Note that some permissive licenses give permission to relicense code under a different license, which would mean that you would be able to have a say over licensing of modified versions, but I don’t recall any that transfer copyright (which is one reason why you can’t just strip copyright / author statements out of code, apart from the obvious reason of it’s not the done thing).
Generally international contributions don’t add much confusions apart from two potential areas: export controls (e.g. for some crypto-related code) and - potentially - differing views on copyright (Russia’s copyright laws spring to mind). However it rarely causes issues for non-sensitive open source code.
I’d take a look at this guidance on Contributor Licensing Agreements from OSS Watch - useful stuff, with links to some examples at the bottom: http://oss-watch.ac.uk/resources/cla
Just to pitch in, I participated in some discussions about this on campus, and it seems that the way this policy is applied doesn’t just distinguish faculty/staff, but actually where the source of the funds comes from: basically if it’s grant-funded work and the grant said the license would be X (say Apache), then that’s ok.
A perfect example is the AMPLab’s work: all they do is Apache licensed, and they have a mix of faculty, postdocs, students and staff who all contribute to the same codebase.
What is not clear is what happens if staff from other divisions wants to collaborate with existing projects… I really think this academically funded/staff work division is very ill-thought and counterproductive, and I hope we might make inroads in improving the situation.

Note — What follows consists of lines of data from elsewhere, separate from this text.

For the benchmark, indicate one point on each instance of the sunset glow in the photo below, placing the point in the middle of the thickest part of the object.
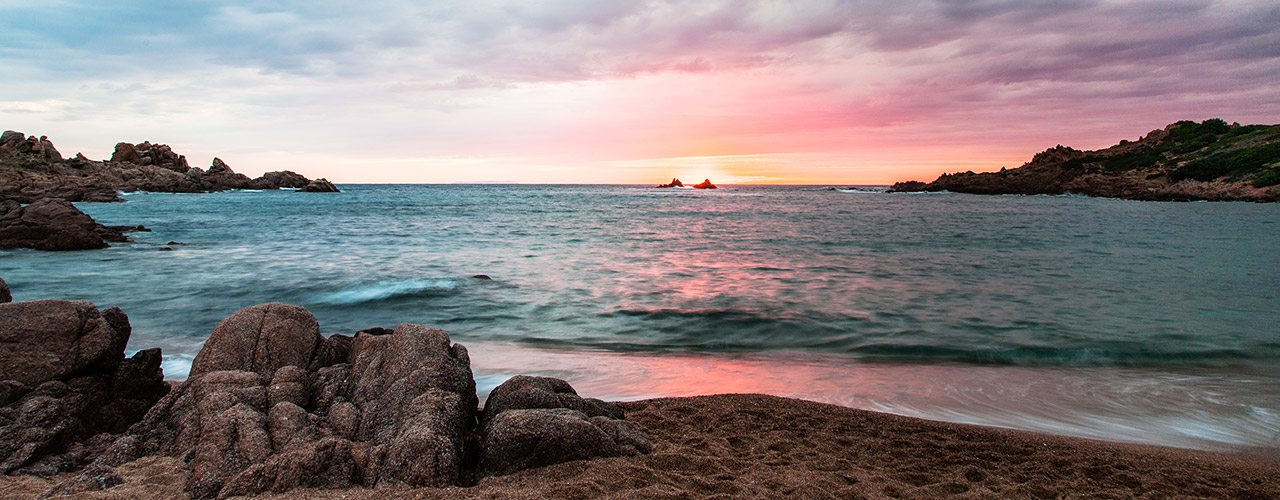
(629, 92)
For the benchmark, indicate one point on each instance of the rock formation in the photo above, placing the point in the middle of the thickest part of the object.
(319, 186)
(32, 169)
(539, 421)
(51, 224)
(270, 404)
(65, 384)
(1183, 161)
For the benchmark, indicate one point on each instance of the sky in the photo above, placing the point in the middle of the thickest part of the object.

And just to make sure it’s clear (it’s hinted above but not super-explicit): these policies are UC-wide, not Berkeley specific. In fact, my understanding of the concerns with patents stems in part from the fact that any one UC campus has no authority to issue a patent grant impacting a different campus, yet if the overall license refers to the UC Regents at large, that could be interpreted as being the case (I’m not defending that argument, just paraphrasing what someone explained to me). It’s quite confusing and not ideal, IMO.